El mundo se puede dividir de múltiples formas: por dimensiones, por ideologías, religión, actitud ante la vida, género, por algo tan infantil como la nacionalidad… Pero hay una división fundamental, aparentemente inocua o infantil pero que realmente divide a los seres humanos en dos grandes mitades cuando son niños: los que cuando ven a las hormigas las pisan las pisan y los que las observan fascinados. Tiene una explicación sencilla: el punto de vista que tendrá el sujeto en el futuro.
Una de las constantes de nuestra época es el arte de poner paños calientes a cada juicio de valor que se hace sobre un ser humano. A fin de cuentas llevamos unos 10.000 años de elitismo exacerbado con el que no se ha llegado muy lejos, así que el igualitarismo lucha, con razón, por eliminar el machismo, el racismo, la xenofobia o la exclusión. El problema es que llega un punto en el que, con más de 7.000 millones de personas, que en su gran mayoría no reciben una buena educación y están más preocupados por comer o evitar que los maten que por pensar, ya no valen los paños calientes. Mario Cipolla decía, con razón, que no hay nada más peligroso que un idiota, porque no es consciente de ello y reparte maldad creyendo que actúa bien en función de unos valores. Pero se puede arreglar: si desde la infancia se formara a la población para que respetaran una determinada actitud positivista y tolerante muy probablemente seríamos mucho mejores. Y basta la historia de los niños con las hormigas para entenderlo. Primero hablamos de ellas y luego de los humanos.

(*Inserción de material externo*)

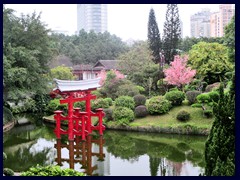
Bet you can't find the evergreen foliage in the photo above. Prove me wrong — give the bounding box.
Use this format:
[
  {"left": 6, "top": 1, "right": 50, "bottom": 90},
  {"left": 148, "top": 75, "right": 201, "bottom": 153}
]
[
  {"left": 224, "top": 16, "right": 235, "bottom": 62},
  {"left": 188, "top": 42, "right": 233, "bottom": 84},
  {"left": 163, "top": 4, "right": 181, "bottom": 64},
  {"left": 148, "top": 8, "right": 161, "bottom": 64},
  {"left": 205, "top": 75, "right": 235, "bottom": 176},
  {"left": 3, "top": 8, "right": 54, "bottom": 104}
]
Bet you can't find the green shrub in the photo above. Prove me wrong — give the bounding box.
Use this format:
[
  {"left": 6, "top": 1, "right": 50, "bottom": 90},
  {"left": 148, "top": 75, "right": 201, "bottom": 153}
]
[
  {"left": 91, "top": 90, "right": 103, "bottom": 98},
  {"left": 3, "top": 168, "right": 14, "bottom": 176},
  {"left": 165, "top": 90, "right": 185, "bottom": 106},
  {"left": 197, "top": 93, "right": 210, "bottom": 103},
  {"left": 46, "top": 99, "right": 67, "bottom": 112},
  {"left": 203, "top": 109, "right": 213, "bottom": 118},
  {"left": 147, "top": 96, "right": 171, "bottom": 114},
  {"left": 177, "top": 110, "right": 190, "bottom": 121},
  {"left": 115, "top": 96, "right": 135, "bottom": 109},
  {"left": 134, "top": 105, "right": 148, "bottom": 117},
  {"left": 191, "top": 103, "right": 202, "bottom": 108},
  {"left": 136, "top": 86, "right": 145, "bottom": 93},
  {"left": 105, "top": 98, "right": 113, "bottom": 106},
  {"left": 169, "top": 87, "right": 179, "bottom": 92},
  {"left": 133, "top": 94, "right": 146, "bottom": 107},
  {"left": 113, "top": 107, "right": 134, "bottom": 126},
  {"left": 208, "top": 91, "right": 219, "bottom": 102},
  {"left": 91, "top": 98, "right": 109, "bottom": 110},
  {"left": 3, "top": 152, "right": 7, "bottom": 161},
  {"left": 186, "top": 91, "right": 201, "bottom": 105},
  {"left": 205, "top": 82, "right": 220, "bottom": 92},
  {"left": 103, "top": 108, "right": 113, "bottom": 121},
  {"left": 21, "top": 165, "right": 85, "bottom": 176}
]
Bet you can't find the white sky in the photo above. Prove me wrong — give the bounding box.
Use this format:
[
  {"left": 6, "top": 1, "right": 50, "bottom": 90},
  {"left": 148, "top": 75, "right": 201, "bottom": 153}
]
[{"left": 5, "top": 4, "right": 219, "bottom": 40}]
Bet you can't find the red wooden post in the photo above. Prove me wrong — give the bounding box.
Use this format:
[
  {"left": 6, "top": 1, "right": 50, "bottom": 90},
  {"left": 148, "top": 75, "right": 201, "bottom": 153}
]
[
  {"left": 74, "top": 108, "right": 81, "bottom": 131},
  {"left": 54, "top": 110, "right": 63, "bottom": 139},
  {"left": 86, "top": 91, "right": 92, "bottom": 134},
  {"left": 96, "top": 108, "right": 105, "bottom": 135},
  {"left": 68, "top": 93, "right": 74, "bottom": 141},
  {"left": 80, "top": 112, "right": 88, "bottom": 141},
  {"left": 55, "top": 139, "right": 62, "bottom": 166}
]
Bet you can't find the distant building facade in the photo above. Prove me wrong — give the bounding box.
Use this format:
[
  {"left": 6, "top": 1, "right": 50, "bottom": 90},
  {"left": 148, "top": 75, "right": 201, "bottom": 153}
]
[
  {"left": 190, "top": 8, "right": 211, "bottom": 38},
  {"left": 210, "top": 4, "right": 235, "bottom": 37},
  {"left": 77, "top": 4, "right": 108, "bottom": 34},
  {"left": 73, "top": 60, "right": 119, "bottom": 80}
]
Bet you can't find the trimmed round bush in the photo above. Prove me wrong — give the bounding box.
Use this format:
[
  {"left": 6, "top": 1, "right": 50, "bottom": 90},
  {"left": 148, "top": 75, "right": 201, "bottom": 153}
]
[
  {"left": 177, "top": 110, "right": 190, "bottom": 121},
  {"left": 3, "top": 168, "right": 14, "bottom": 176},
  {"left": 205, "top": 82, "right": 220, "bottom": 92},
  {"left": 203, "top": 109, "right": 213, "bottom": 118},
  {"left": 91, "top": 90, "right": 103, "bottom": 98},
  {"left": 186, "top": 91, "right": 201, "bottom": 105},
  {"left": 115, "top": 96, "right": 135, "bottom": 109},
  {"left": 165, "top": 90, "right": 185, "bottom": 106},
  {"left": 133, "top": 94, "right": 146, "bottom": 107},
  {"left": 113, "top": 107, "right": 134, "bottom": 126},
  {"left": 134, "top": 105, "right": 148, "bottom": 117},
  {"left": 136, "top": 86, "right": 145, "bottom": 93},
  {"left": 103, "top": 108, "right": 113, "bottom": 121},
  {"left": 208, "top": 91, "right": 219, "bottom": 102},
  {"left": 147, "top": 96, "right": 172, "bottom": 114},
  {"left": 105, "top": 98, "right": 113, "bottom": 106}
]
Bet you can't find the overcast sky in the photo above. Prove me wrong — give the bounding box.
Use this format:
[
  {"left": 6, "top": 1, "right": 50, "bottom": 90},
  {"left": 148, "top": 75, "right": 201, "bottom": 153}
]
[{"left": 5, "top": 4, "right": 219, "bottom": 40}]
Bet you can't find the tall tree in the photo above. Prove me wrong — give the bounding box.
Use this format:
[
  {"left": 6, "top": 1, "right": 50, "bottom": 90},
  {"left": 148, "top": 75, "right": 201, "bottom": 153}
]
[
  {"left": 205, "top": 75, "right": 235, "bottom": 176},
  {"left": 224, "top": 16, "right": 235, "bottom": 62},
  {"left": 188, "top": 42, "right": 234, "bottom": 84},
  {"left": 164, "top": 56, "right": 196, "bottom": 87},
  {"left": 163, "top": 4, "right": 181, "bottom": 64},
  {"left": 148, "top": 8, "right": 161, "bottom": 64},
  {"left": 3, "top": 8, "right": 52, "bottom": 100},
  {"left": 52, "top": 30, "right": 128, "bottom": 64}
]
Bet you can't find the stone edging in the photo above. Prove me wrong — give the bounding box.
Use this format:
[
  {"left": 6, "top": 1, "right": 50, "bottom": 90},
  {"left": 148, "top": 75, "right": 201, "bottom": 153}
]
[
  {"left": 106, "top": 125, "right": 209, "bottom": 136},
  {"left": 43, "top": 117, "right": 210, "bottom": 136}
]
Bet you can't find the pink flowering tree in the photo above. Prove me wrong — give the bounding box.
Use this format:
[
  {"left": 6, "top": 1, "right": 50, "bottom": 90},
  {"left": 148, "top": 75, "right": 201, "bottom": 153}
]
[
  {"left": 97, "top": 69, "right": 124, "bottom": 85},
  {"left": 164, "top": 55, "right": 196, "bottom": 87}
]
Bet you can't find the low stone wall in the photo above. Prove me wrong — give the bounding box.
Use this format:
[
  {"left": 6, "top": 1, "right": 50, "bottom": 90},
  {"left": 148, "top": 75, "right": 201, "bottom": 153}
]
[{"left": 43, "top": 117, "right": 210, "bottom": 136}]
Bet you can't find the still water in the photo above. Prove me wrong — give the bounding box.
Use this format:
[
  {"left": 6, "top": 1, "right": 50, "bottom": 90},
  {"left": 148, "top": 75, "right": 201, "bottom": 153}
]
[{"left": 3, "top": 114, "right": 207, "bottom": 176}]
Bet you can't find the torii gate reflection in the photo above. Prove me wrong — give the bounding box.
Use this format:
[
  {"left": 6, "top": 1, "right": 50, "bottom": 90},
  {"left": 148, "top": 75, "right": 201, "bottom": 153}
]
[{"left": 54, "top": 135, "right": 105, "bottom": 176}]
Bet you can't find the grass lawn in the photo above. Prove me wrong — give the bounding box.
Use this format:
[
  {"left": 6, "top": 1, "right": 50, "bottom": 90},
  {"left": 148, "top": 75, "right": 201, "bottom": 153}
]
[{"left": 130, "top": 105, "right": 214, "bottom": 129}]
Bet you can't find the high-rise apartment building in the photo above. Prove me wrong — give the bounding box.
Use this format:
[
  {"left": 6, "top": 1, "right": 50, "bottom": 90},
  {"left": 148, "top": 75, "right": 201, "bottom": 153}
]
[
  {"left": 210, "top": 4, "right": 235, "bottom": 37},
  {"left": 77, "top": 4, "right": 108, "bottom": 33},
  {"left": 190, "top": 8, "right": 211, "bottom": 38}
]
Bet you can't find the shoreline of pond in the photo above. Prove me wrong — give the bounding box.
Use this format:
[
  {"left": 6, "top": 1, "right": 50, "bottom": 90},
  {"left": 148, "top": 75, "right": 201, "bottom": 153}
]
[
  {"left": 43, "top": 116, "right": 210, "bottom": 136},
  {"left": 3, "top": 116, "right": 210, "bottom": 136}
]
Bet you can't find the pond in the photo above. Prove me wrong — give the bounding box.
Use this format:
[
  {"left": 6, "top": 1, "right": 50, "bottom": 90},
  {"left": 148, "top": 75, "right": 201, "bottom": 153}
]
[{"left": 3, "top": 114, "right": 207, "bottom": 176}]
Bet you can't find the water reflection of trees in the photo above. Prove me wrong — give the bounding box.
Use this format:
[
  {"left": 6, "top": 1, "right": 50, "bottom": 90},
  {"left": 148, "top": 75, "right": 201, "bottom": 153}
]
[
  {"left": 104, "top": 131, "right": 206, "bottom": 176},
  {"left": 3, "top": 124, "right": 55, "bottom": 171}
]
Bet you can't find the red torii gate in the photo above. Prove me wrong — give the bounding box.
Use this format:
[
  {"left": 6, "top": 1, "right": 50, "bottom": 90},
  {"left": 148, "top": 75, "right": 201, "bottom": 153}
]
[{"left": 52, "top": 78, "right": 105, "bottom": 141}]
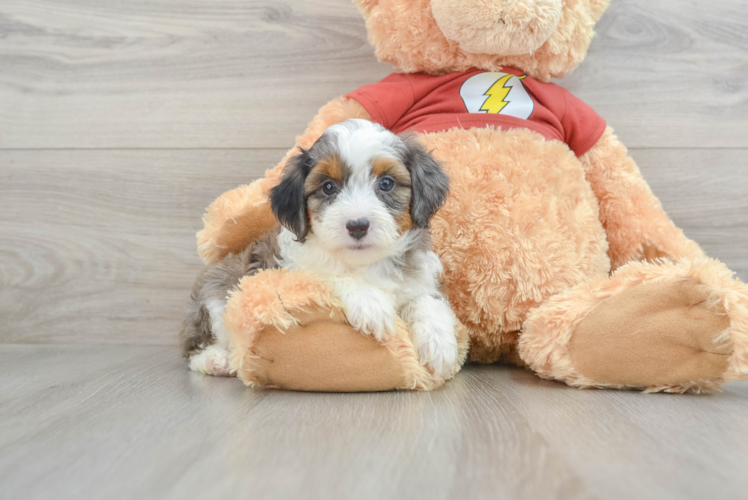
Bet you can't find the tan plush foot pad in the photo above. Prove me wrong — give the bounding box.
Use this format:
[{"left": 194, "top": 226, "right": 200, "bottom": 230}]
[
  {"left": 225, "top": 270, "right": 468, "bottom": 392},
  {"left": 520, "top": 259, "right": 748, "bottom": 393}
]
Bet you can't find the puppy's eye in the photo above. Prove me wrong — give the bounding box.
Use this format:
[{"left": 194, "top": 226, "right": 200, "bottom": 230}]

Las hormigas son un ejemplo de organización, efectividad y eficiencia, capaces de hacer auténticas maravillas como los hormigueros, auténticas ciudades subterráneas divididas por funciones y clases, donde cada individuo tiene un cometido que cumple para beneficio del común, que es todo el hormiguero en su conjunto. Su organización social es tan avanzada que puede equiparse en muchos aspectos a la del ser humano moderno. Y están por todos lados, salvo en Islandia y en las regiones más frías. Se supone que hay un millón de veces más hormigas que humanos, y que son, de largo, la especie que más se ha expandido y con mayor éxito. Son un prodigio: compensan su minúsculo tamaño con una potencia anatómica sorprendente, capaces de levantar su peso varias veces y con una capacidad organizativa en la que suplen su aparente debilidad uniéndose en formaciones más grandes: si una hormiga no puede, quizás cincuenta si puedan. De hecho algunas son capaces de construir puentes uniéndose unas a otras para salvar un desnivel y que el resto de las hormigas pase al otro lado.
Hace no mucho se descubrió que algunas especies de hormigas ingieren determinadas sustancias que encuentran en la naturaleza para curarse: casi podría decirse que se automedican. Y eso no es nada comparado con la sugerencia, de este mismo mes, de que algunas especies son capaces incluso de modificar el entorno ecológico que habitan para que surjan determinadas especies de plantas que les convienen más a ellas. De ser así las hormigas habrían dado el primer paso agrario mucho antes que el ser humano. Pero está por ver si es real o no esa opción. Lo que sí es seguro es que basta sentarse un rato en un jardín para comprender el prodigio: dejen un trozo de comida, el que sea, en un punto determinado. Esperen. Al cabo de unos minutos un pequeño y organizado ejército aparece, trocea la comida en piezas más pequeñas y la transporta hasta el hormiguero. Si alguna de ellas no entra por su tamaño, la vuelven a dividir en trozos más pequeños hasta que por fin puede hacerlo. Es verídico: el que suscribe hizo la prueba con piezas de diferentes tamaños, en distintos días, y su forma de proceder fue siempre la misma.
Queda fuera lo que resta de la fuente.